Southwest Airlines is really glad to turn its Boeing 717s over to Delta Air Lines. So glad, in fact, that Southwest is paying the $100 million needed to repaint the 88 jets and redo their interiors.

That’s $50 million more than Southwest was planning to spend to convert those airplanes, now in the AirTran Airways fleet, as they would come over to the Southwest fleet.

Southwest decided soon after its May 2, 2011, merger with AirTran that it would prefer not to fly the 117-seat Boeing 717s. Two months ago, Southwest announced that Southwest would sublease the airplanes to Delta – 16 in 2013, 36 in 2014 and 36 in 2015.

 “For us to make a deal with Delta, we agreed to pay those conversion costs,” Southwest chairman and CEO Gary Kelly said Thursday on Southwest’s Q2 earnings call.

Southwest “amazingly found a home for all 88 of those aircraft,” Kelly said. “You might think of it as a volume discount that we were willing to offer to induce our sublease customers to take those aircraft.”

Southwest projects that it’ll bring in more revenues by flying larger Boeing 737s than the smaller 717s – more seats at about the same fuel and other operating costs.

“The value that we get from not flying the 717s and instead flying the 737s is substantial,” Kelly said. “So we’ll pay for that conversion cost in the first six months.”

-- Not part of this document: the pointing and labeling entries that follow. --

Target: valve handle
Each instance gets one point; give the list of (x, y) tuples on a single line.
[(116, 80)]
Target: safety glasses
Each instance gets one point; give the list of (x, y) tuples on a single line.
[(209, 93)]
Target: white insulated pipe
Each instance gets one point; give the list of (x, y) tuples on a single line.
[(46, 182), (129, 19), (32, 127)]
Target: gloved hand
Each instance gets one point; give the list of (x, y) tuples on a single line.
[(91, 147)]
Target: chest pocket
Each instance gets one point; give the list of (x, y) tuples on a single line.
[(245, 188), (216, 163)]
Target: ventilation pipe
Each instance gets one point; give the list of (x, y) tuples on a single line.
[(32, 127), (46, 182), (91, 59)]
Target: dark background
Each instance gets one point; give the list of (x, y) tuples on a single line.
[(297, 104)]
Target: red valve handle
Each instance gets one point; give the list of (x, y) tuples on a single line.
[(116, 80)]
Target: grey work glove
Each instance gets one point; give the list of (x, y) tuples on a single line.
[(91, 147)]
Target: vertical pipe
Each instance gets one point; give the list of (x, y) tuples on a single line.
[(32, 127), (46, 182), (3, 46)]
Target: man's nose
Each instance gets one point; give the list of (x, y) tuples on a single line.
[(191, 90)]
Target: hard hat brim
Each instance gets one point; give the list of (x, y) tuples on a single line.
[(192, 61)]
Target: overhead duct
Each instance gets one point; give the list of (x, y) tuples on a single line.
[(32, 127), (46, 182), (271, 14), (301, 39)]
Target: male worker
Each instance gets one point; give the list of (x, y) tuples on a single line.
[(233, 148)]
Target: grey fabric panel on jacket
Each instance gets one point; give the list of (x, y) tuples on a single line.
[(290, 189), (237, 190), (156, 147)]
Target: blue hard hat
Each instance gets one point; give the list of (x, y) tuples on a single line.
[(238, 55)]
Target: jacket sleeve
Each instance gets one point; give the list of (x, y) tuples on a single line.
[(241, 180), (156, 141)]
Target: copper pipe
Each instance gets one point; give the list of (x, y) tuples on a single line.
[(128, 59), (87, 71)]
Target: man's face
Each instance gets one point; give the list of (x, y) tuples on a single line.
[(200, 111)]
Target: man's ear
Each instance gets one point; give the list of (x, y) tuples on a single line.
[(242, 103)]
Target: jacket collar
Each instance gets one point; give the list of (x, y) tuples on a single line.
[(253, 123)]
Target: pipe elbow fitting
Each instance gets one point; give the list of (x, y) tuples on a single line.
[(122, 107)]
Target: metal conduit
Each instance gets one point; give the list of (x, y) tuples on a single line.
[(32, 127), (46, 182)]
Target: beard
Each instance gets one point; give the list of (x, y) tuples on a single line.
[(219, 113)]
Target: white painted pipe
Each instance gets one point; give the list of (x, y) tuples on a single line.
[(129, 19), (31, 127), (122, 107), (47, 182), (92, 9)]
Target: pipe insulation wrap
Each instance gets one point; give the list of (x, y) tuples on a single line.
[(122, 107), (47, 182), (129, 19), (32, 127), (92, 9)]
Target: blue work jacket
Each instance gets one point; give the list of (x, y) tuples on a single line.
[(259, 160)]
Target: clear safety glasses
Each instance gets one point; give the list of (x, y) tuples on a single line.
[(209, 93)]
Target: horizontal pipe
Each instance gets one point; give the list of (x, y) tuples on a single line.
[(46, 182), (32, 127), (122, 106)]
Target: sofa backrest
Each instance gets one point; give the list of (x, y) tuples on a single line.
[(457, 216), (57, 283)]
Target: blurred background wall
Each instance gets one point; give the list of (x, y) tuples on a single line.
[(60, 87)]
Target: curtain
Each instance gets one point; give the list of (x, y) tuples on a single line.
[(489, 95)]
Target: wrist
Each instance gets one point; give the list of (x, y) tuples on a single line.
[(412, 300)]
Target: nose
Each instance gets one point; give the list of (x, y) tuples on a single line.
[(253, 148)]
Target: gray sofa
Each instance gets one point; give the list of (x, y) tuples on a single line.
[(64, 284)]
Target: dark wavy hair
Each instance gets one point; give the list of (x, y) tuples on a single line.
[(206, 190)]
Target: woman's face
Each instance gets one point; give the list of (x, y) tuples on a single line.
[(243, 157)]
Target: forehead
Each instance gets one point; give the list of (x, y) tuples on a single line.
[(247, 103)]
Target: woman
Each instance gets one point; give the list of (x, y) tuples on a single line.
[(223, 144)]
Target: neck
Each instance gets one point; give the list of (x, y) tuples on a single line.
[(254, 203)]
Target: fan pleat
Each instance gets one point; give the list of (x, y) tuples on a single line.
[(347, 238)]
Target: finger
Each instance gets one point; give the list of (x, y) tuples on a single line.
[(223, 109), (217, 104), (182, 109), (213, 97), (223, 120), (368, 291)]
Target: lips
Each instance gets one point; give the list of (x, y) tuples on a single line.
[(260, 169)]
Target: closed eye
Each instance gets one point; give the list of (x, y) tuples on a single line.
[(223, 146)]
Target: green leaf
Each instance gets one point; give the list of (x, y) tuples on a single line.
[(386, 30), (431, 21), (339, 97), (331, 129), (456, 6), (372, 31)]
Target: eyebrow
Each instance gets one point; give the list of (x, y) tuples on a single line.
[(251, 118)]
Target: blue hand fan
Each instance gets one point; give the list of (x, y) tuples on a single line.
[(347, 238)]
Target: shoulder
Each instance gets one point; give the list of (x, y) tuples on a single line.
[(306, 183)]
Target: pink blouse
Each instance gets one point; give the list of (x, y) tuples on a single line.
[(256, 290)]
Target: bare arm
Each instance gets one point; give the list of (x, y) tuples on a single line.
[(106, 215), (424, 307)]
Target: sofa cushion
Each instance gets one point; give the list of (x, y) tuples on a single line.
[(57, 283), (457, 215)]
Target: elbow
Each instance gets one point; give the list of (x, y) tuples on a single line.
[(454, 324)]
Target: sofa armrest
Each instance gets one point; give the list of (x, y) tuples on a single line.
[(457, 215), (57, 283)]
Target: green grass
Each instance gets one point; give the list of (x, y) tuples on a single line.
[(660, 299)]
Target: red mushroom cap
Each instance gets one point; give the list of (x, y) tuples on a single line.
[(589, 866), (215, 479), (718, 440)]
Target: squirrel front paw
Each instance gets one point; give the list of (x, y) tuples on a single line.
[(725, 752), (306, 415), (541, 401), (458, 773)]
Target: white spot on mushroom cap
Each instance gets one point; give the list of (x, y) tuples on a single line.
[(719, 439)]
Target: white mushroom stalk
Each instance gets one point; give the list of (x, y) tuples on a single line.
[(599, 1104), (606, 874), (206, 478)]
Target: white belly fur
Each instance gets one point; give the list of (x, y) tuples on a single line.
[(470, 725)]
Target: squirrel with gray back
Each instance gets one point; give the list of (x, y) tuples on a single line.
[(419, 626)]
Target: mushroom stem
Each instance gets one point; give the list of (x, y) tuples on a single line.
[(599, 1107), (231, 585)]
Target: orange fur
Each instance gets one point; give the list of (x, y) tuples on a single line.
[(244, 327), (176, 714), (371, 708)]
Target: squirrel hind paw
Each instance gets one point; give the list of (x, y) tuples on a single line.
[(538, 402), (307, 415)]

Chief financial officer Laura Wright said Southwest will actually book about a $140 million charge for the project in the third quarter. But the net cost for converting the aircraft will be only $100 million.

The remainder is “financial assistance that is being provided by the manufacturer [Boeing] that will be recorded on our financial statements as a reduction in aircraft basis on future deliveries,” Wright said.